即ち、操舵角座標方向のスケーリングにより、操舵角θsの変化に対する操舵速度目標値ωs*の変化の割合が大となる、つまりその傾きは急峻となるものの、その最大値自体は変化しない。従って、上記構成によれば、ステアリング戻り時に発生する操舵速度ωsとして適切と考えられる上限値(−ω0又はω0)を超える過大な操舵速度目標値ωs*の発生を防止しつつ、そのステアリング戻し制御を強化することができる。その結果、車速Vや操舵角θsの如何に関わらず良好なステアリングの戻り性及び操舵フィーリングを実現することができるようになる。

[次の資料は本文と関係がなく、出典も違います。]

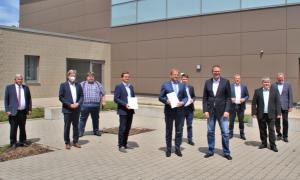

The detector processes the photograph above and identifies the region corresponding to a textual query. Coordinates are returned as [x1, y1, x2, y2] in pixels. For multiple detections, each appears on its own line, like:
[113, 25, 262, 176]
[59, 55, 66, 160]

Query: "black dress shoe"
[241, 135, 246, 140]
[258, 144, 267, 149]
[175, 150, 182, 157]
[188, 141, 195, 146]
[204, 153, 214, 158]
[224, 155, 232, 160]
[271, 146, 278, 152]
[166, 151, 171, 157]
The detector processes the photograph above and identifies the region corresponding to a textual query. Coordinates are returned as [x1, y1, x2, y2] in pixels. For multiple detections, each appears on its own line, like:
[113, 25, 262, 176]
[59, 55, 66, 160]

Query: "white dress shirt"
[123, 82, 132, 98]
[69, 82, 77, 103]
[277, 84, 283, 95]
[212, 78, 220, 96]
[263, 89, 270, 113]
[234, 84, 241, 104]
[15, 84, 26, 110]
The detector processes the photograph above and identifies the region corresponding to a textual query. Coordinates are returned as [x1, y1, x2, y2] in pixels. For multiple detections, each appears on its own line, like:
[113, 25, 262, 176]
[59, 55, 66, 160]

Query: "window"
[25, 55, 40, 82]
[111, 0, 135, 5]
[202, 0, 240, 14]
[137, 0, 167, 22]
[67, 58, 104, 83]
[242, 0, 285, 9]
[111, 1, 136, 26]
[168, 0, 201, 18]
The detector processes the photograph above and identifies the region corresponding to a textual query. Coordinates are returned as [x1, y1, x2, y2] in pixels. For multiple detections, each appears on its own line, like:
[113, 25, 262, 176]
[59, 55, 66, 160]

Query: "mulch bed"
[0, 143, 53, 162]
[102, 127, 155, 136]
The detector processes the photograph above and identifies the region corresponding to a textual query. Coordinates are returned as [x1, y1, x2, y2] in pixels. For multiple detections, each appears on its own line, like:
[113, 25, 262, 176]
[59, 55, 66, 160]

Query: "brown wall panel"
[286, 54, 300, 78]
[111, 42, 137, 62]
[241, 54, 286, 78]
[137, 59, 168, 78]
[136, 21, 167, 41]
[111, 26, 137, 43]
[167, 37, 201, 57]
[287, 29, 300, 53]
[241, 8, 286, 32]
[287, 6, 300, 28]
[241, 30, 286, 54]
[201, 13, 241, 35]
[200, 33, 241, 56]
[167, 17, 201, 38]
[137, 39, 167, 59]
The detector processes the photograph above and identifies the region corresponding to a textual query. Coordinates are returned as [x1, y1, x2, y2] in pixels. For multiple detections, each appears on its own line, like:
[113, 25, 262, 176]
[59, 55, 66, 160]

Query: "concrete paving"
[0, 105, 300, 180]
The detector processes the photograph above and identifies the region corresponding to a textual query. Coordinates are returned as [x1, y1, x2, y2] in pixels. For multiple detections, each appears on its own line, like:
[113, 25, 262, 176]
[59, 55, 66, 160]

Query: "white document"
[167, 92, 179, 108]
[128, 97, 139, 109]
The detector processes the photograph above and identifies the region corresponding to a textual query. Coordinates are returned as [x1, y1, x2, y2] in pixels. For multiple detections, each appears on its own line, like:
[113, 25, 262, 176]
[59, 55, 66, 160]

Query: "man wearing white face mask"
[59, 70, 83, 149]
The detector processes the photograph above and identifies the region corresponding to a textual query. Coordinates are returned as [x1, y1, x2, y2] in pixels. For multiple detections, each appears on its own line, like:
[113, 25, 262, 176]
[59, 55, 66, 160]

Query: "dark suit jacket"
[59, 81, 83, 113]
[272, 82, 293, 110]
[158, 81, 188, 113]
[231, 83, 249, 110]
[251, 86, 281, 119]
[202, 77, 231, 118]
[4, 84, 32, 116]
[184, 85, 196, 111]
[114, 83, 135, 115]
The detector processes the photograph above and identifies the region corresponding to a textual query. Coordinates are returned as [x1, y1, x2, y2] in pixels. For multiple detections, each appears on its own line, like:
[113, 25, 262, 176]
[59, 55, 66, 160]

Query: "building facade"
[0, 26, 111, 100]
[20, 0, 300, 102]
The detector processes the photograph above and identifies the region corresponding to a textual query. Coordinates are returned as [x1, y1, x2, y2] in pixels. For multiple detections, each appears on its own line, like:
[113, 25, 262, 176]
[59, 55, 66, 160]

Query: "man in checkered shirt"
[79, 72, 106, 137]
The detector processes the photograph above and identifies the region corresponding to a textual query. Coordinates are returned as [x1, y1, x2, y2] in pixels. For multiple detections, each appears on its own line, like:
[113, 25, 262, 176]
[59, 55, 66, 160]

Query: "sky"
[0, 0, 20, 26]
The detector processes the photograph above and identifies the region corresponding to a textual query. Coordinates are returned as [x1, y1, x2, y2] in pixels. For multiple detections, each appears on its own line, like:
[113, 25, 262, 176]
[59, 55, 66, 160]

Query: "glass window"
[168, 0, 201, 18]
[25, 55, 40, 82]
[111, 2, 136, 26]
[137, 0, 167, 22]
[287, 0, 300, 4]
[242, 0, 285, 9]
[111, 0, 135, 5]
[202, 0, 240, 14]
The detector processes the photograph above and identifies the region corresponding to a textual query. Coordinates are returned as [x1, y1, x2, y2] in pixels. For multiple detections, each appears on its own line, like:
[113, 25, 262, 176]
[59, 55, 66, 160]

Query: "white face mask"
[68, 76, 76, 82]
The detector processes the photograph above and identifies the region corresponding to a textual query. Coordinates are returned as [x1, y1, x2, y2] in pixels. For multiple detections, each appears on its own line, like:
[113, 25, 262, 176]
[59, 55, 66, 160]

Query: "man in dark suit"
[273, 73, 293, 142]
[159, 69, 188, 157]
[229, 74, 249, 140]
[4, 74, 32, 149]
[181, 74, 196, 146]
[59, 70, 83, 149]
[114, 72, 135, 153]
[251, 77, 281, 152]
[203, 65, 232, 160]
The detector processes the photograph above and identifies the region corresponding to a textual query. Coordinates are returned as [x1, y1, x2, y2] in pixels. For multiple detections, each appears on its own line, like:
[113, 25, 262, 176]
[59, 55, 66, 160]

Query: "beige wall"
[0, 28, 111, 99]
[20, 0, 300, 101]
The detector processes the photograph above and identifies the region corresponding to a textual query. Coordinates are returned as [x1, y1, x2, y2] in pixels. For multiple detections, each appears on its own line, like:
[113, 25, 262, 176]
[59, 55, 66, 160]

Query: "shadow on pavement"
[245, 141, 261, 147]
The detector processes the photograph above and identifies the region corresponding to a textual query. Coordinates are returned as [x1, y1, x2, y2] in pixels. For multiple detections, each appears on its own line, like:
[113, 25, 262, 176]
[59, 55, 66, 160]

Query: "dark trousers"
[64, 111, 79, 144]
[258, 114, 276, 148]
[79, 104, 100, 135]
[183, 108, 194, 141]
[9, 110, 27, 145]
[229, 104, 245, 136]
[275, 110, 289, 138]
[118, 112, 133, 147]
[165, 108, 184, 152]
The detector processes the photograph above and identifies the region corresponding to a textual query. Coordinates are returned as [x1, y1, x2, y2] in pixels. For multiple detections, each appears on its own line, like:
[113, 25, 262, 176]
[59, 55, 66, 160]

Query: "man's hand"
[177, 102, 184, 107]
[223, 112, 229, 118]
[204, 112, 209, 119]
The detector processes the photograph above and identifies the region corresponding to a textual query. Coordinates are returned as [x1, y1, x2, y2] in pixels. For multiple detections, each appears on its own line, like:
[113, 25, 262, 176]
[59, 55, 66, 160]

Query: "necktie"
[18, 85, 21, 109]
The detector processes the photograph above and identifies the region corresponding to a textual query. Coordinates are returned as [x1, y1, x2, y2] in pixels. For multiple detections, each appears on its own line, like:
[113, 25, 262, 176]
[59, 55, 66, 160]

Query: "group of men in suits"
[5, 68, 293, 160]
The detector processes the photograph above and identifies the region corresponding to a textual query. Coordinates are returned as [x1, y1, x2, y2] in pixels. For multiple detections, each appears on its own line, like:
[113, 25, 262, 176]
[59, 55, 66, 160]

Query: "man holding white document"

(2)スケーリングは、前記車速に応じた有効舵角範囲の変化に基づいて行われる。即ち、上記適切と考えられる上限を超える過大な操舵速度目標値ωs*の発生は、車速の上昇に伴う有効舵角範囲の狭小化により顕在化する。従って、上記構成によれば、より効果的に当該過大な操舵速度目標値ωs*の発生を防止することができるようになる。
なお、本実施形態は以下のように変更してもよい。
・本実施形態では、本発明を、操舵速度目標値ωs*と実際の操舵速度ωsとの偏差Δωsに基づくフィードバック制御の実行により、ステアリング戻し制御を実行するための補償成分であるステアリング戻し補償量Isb*(基礎補償量ε_sb)を演算する構成に適用した。しかし、これに限らず、本発明は、例えば、図6に示すように、操舵速度フィードバック制御を実行することなく、操舵角θsに基づき直接的にステアリング戻し補償量Isb*を演算するものに適用してもよい。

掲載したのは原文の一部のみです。